While medically assisted detox programs can help people who wish to stop using do so safely, forced withdrawal in jail means that people are likely to start using again upon release. In addition, a lowered tolerance increases the likelihood of overdose, especially in the first weeks following release.
When Bradley Chapman died, he had been out of jail for less than one month.
For street-involved people and those who use or are in proximity to recreational opioid use, the negative impacts of increasing police involvement are no surprise.
Kate, who wished to be identified only by her first name, said that she watched two police officers mock the friends of a man who was overdosing at her home on New Year’s Eve in 2013. According to Kate, the officers told a 17-year-old girl who was present to administer naloxone because she should be used to injections.
“The girl was at the point of tears when the paramedics arrived,” Kate said. “A man was dying and the police were bullying a distraught teenager for kicks.”
‘Responders and enforcers’
Equipping all emergency responders with naloxone and appropriate medical training is common sense in rural and remote areas, said Kolla.
But “in an urban centre like Toronto where the average EMS response is within eight to 10 minutes, there is an argument that it’s a bit redundant.”
Chapman said that as long as there is a chance of police arriving before paramedics, naloxone should be available.
“It’s complex and nuanced.

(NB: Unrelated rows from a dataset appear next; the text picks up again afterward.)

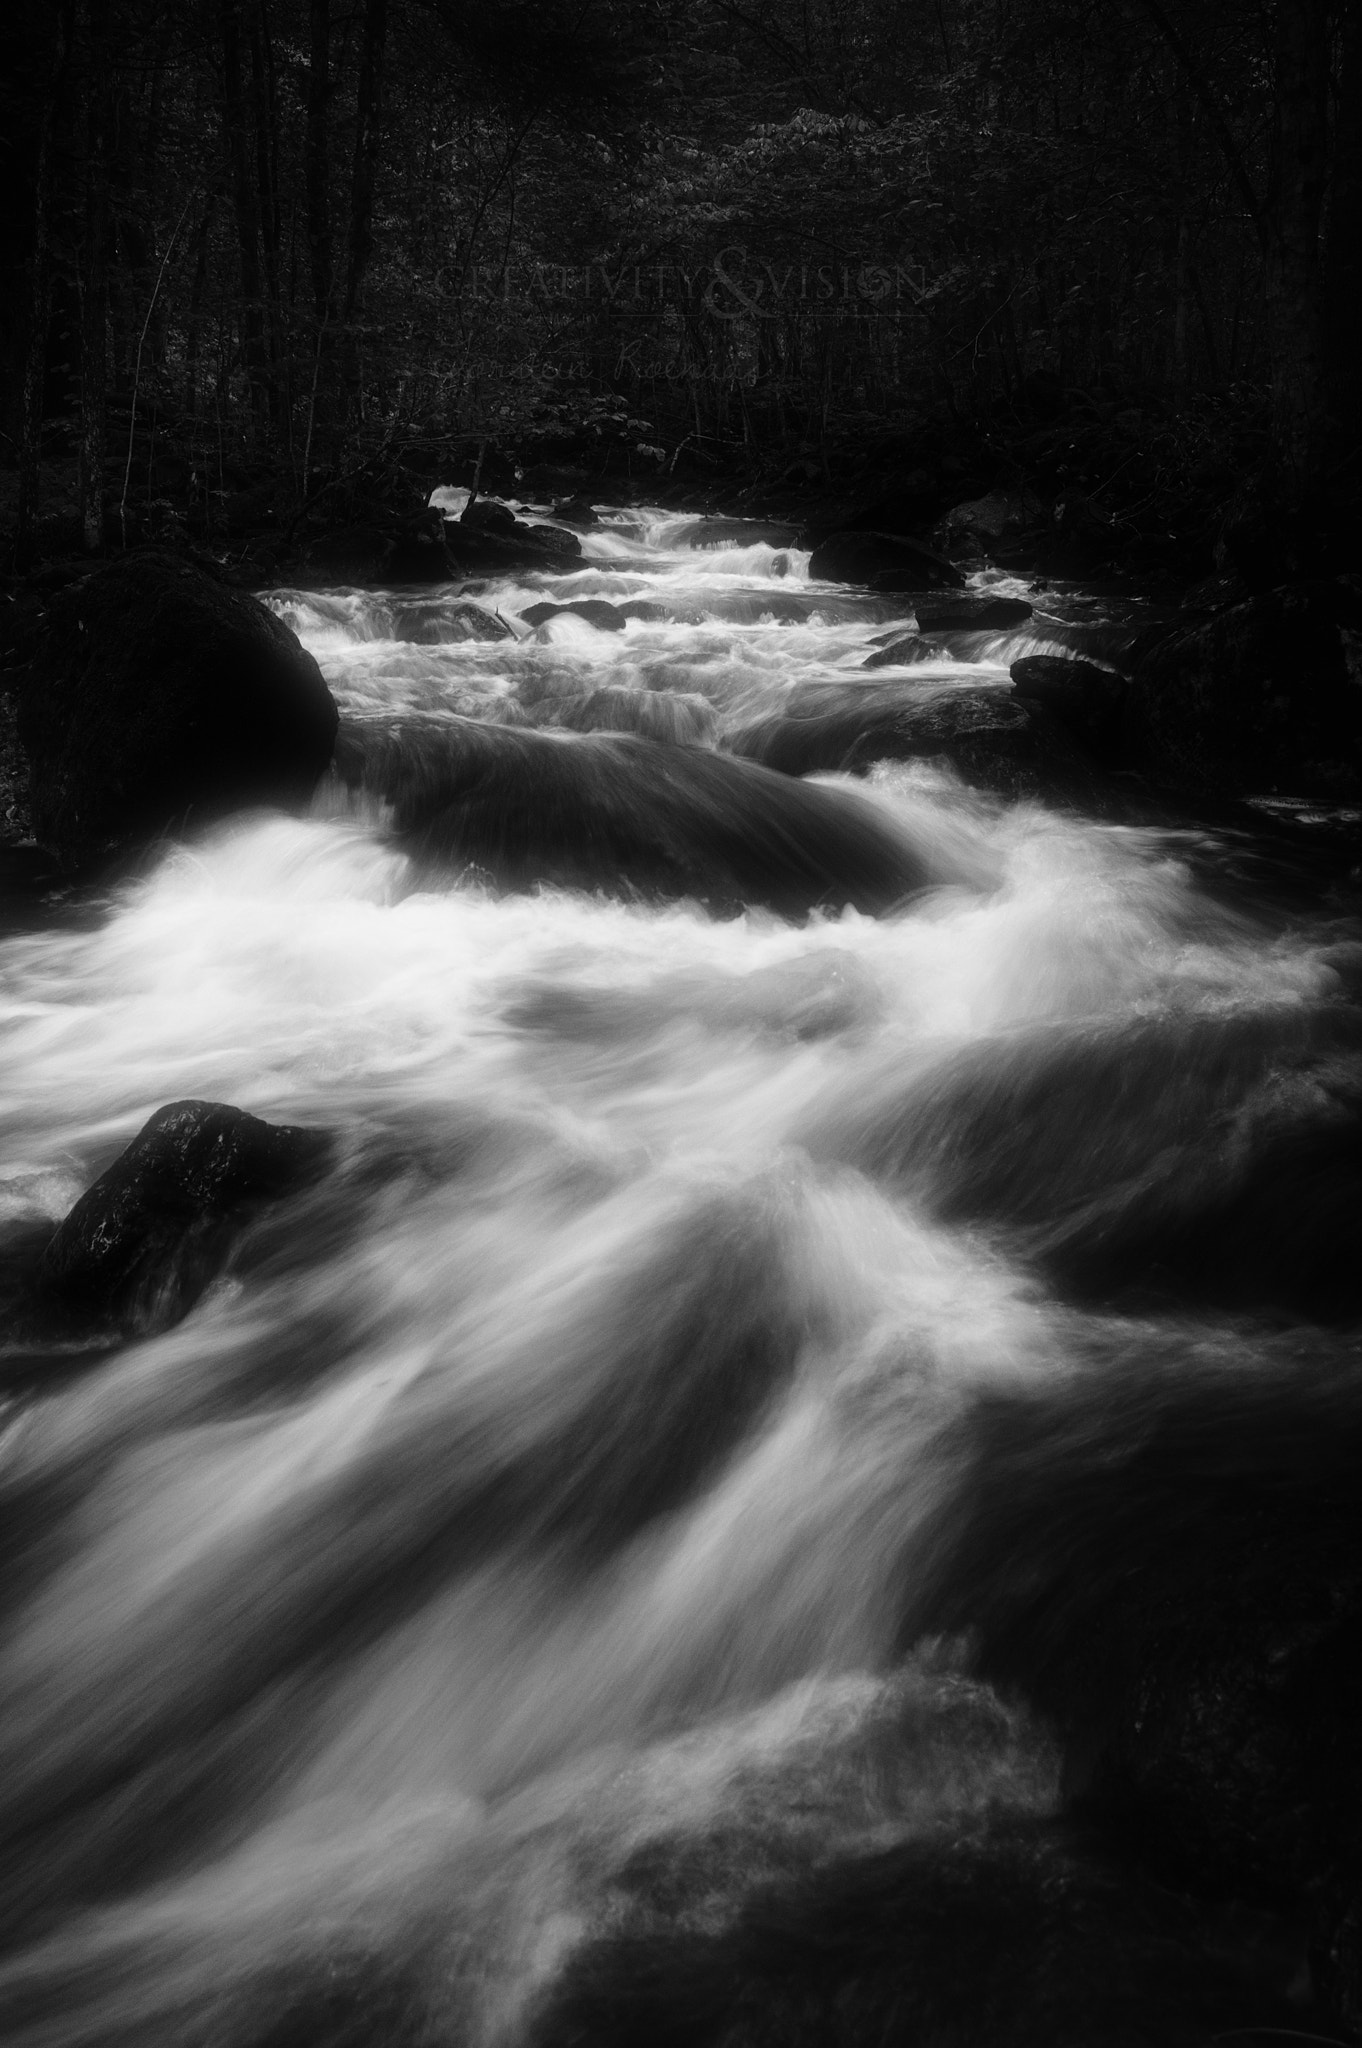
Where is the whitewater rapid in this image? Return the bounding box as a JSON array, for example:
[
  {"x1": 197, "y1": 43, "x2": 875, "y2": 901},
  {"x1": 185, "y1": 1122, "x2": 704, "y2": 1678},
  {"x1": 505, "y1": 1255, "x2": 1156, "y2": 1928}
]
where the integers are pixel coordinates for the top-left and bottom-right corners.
[{"x1": 0, "y1": 503, "x2": 1356, "y2": 2045}]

Police are both responders and enforcers, so they are confused about their role and clearly need more training.”
Police often arrive at the site of an overdose before paramedics do, said Jeff, but that’s because there are more of them.
“Before, they would be there sometimes. But now it’s like they’re at every overdose. Why not put more ambulances on the road, rather than funding police having access to a drug which they don’t understand and haven’t been trained to use?”

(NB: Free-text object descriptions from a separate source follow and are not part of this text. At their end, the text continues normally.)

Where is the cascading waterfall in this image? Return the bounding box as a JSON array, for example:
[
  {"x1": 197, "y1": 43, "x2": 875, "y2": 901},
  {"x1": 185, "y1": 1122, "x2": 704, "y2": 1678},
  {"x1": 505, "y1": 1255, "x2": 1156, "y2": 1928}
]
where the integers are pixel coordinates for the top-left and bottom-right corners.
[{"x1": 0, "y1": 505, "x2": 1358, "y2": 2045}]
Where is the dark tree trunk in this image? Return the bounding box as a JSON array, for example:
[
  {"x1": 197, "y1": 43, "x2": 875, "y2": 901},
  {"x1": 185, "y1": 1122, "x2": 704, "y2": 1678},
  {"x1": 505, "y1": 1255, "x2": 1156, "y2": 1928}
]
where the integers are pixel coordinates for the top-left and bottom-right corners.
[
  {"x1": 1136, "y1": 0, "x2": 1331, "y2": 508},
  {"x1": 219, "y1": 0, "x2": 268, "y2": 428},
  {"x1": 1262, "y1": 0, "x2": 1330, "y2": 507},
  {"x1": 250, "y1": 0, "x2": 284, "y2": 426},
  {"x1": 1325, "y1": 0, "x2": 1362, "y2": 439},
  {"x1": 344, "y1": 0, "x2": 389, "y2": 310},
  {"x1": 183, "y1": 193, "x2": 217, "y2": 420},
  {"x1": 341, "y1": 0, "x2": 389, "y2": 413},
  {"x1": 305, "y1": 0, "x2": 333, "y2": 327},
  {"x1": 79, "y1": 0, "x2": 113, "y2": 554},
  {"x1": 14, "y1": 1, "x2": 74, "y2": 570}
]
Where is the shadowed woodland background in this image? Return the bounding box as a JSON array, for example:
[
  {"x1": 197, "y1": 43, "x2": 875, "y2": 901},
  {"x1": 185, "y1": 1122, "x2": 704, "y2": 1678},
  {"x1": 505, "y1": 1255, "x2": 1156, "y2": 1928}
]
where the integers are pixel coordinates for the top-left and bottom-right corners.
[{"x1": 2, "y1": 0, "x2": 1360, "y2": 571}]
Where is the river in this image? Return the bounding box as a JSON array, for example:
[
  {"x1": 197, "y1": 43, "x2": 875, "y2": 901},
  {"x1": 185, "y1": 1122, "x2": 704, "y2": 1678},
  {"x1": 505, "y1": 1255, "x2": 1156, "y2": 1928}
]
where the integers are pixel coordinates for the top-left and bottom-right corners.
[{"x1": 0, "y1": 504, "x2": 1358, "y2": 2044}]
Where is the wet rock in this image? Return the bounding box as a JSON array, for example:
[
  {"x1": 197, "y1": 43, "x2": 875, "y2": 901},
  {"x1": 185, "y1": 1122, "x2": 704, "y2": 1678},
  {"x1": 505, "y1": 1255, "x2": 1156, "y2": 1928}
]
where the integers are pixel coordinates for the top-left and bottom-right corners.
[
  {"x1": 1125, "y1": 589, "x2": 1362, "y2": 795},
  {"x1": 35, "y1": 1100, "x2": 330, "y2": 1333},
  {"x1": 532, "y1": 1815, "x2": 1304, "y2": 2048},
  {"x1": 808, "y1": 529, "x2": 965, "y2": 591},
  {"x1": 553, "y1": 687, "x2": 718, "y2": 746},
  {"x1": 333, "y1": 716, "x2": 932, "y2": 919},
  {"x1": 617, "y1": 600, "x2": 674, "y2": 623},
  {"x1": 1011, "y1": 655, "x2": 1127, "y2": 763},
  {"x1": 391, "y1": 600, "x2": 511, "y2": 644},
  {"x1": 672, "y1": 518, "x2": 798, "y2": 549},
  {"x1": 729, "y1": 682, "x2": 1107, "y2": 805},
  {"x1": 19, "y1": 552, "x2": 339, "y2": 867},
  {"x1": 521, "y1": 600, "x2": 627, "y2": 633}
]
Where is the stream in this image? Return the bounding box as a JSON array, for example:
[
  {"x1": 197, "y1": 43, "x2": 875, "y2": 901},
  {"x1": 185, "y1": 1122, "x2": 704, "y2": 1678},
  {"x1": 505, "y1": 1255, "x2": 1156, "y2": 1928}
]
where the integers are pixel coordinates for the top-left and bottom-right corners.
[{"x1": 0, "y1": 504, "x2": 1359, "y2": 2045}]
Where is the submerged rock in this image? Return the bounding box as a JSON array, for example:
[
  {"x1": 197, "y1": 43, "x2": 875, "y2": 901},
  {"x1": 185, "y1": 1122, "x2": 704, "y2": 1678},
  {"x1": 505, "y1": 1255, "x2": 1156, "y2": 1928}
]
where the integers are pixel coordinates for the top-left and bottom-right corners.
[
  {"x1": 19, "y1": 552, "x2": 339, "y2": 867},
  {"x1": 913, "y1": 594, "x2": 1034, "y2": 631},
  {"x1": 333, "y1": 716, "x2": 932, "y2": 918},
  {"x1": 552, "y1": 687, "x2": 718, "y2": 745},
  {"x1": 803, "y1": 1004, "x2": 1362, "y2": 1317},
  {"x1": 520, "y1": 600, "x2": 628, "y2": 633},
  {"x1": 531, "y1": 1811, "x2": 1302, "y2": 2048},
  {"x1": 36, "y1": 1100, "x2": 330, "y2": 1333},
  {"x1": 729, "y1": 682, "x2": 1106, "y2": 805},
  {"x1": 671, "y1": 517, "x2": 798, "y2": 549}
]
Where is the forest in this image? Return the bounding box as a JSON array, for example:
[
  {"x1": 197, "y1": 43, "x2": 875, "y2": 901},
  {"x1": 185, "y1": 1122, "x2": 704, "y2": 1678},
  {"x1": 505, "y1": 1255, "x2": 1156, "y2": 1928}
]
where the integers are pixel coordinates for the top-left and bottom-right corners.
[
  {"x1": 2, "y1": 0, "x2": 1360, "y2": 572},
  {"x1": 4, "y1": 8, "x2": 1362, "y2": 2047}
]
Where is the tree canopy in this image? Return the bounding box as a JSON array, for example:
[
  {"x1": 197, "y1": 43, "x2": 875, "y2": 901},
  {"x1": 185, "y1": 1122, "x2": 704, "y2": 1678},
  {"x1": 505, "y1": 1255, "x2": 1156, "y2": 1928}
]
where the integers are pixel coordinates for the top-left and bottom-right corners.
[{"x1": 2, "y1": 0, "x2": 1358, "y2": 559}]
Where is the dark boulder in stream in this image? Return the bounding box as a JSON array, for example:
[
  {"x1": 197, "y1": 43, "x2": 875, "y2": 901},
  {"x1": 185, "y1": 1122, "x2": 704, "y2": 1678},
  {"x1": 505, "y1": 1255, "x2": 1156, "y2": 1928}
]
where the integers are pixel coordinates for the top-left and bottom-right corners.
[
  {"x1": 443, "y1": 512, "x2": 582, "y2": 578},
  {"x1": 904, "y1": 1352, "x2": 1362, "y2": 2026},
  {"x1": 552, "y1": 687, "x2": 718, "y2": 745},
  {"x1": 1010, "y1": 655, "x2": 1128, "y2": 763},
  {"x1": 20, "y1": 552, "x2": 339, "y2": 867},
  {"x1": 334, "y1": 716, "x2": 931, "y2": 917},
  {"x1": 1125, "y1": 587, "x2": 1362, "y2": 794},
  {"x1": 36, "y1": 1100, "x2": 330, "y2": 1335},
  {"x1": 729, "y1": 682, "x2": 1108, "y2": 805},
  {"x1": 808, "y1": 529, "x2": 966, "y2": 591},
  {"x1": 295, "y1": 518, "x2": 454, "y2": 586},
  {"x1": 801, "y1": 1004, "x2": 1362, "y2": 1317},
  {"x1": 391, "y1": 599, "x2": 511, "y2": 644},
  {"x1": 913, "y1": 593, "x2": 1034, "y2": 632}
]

When Jeff filed a complaint against a police officer after seeing the officer violate the Good Samaritan Act during an overdose call, Jeff’s colleague, who had been present, was reluctant to give a statement.

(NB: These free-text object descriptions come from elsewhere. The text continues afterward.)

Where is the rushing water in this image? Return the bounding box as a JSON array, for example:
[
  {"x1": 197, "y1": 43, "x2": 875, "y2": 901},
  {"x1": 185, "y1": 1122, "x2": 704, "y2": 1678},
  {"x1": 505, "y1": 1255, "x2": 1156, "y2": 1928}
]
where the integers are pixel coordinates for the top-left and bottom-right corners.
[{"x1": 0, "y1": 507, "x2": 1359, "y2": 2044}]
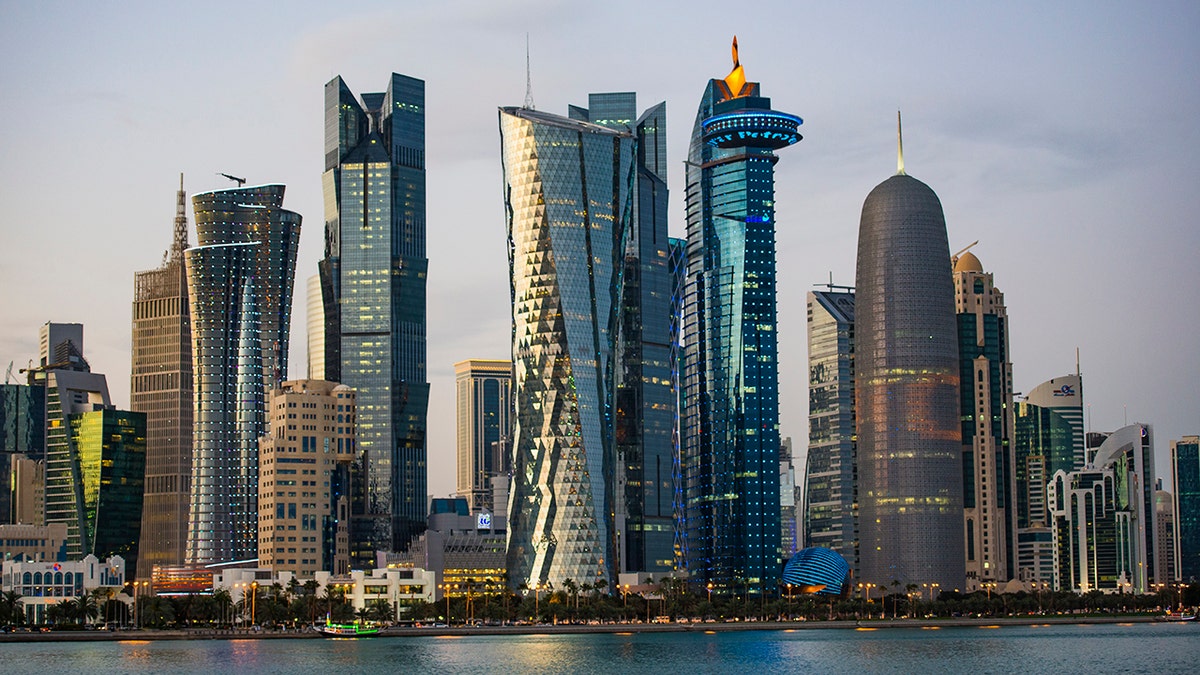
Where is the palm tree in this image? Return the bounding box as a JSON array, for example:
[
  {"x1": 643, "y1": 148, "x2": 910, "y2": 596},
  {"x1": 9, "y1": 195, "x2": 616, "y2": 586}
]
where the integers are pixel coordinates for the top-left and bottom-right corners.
[
  {"x1": 72, "y1": 592, "x2": 100, "y2": 626},
  {"x1": 0, "y1": 590, "x2": 24, "y2": 627},
  {"x1": 213, "y1": 589, "x2": 234, "y2": 626},
  {"x1": 366, "y1": 599, "x2": 394, "y2": 624},
  {"x1": 905, "y1": 583, "x2": 919, "y2": 617},
  {"x1": 563, "y1": 579, "x2": 578, "y2": 610}
]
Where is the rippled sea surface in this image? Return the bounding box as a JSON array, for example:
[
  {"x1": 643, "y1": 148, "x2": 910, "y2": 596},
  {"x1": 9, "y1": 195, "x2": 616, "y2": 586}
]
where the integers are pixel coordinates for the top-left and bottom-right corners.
[{"x1": 4, "y1": 622, "x2": 1198, "y2": 674}]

“There’s this culture in Emergency Services that we’re all in this together, that we have to have each other’s backs,” said Jeff.
“But our interests may be at odds with those of the police. I had to ask the other paramedic what he was more obligated to protect, the patient’s well-being or a police officer’s feelings and reputation. When I put it that way, he agreed.”
Harm reduction in the community
As overdose prevention sites (OPS) face threats to their existence under the Ford government, it is more vital than ever that harm reduction stays in the hands of the community, according to advocates.
“Getting funding for the OPS is like pulling teeth,” Kolla said. “While there has been significant success with creating OPS inside community health centres in recent years, this is still just the tip of the iceberg when it comes to taking on the enormity of the opioid crisis.”
“We need better hours, we need more low-threshold services.”
According to Chapman, the lack of response to the opioid crisis is tied to the criminality of drug use, and ideological fear-mongering under the Ford government has fanned the flames of animosity towards drug users.
“We just have to keep putting out stories and hope that people will care eventually,” said Chapman. “In a lot of ways, the narratives are shifting. People are talking about evidence more. The experts say that the crisis will only get worse, and that’s with the existing programs.”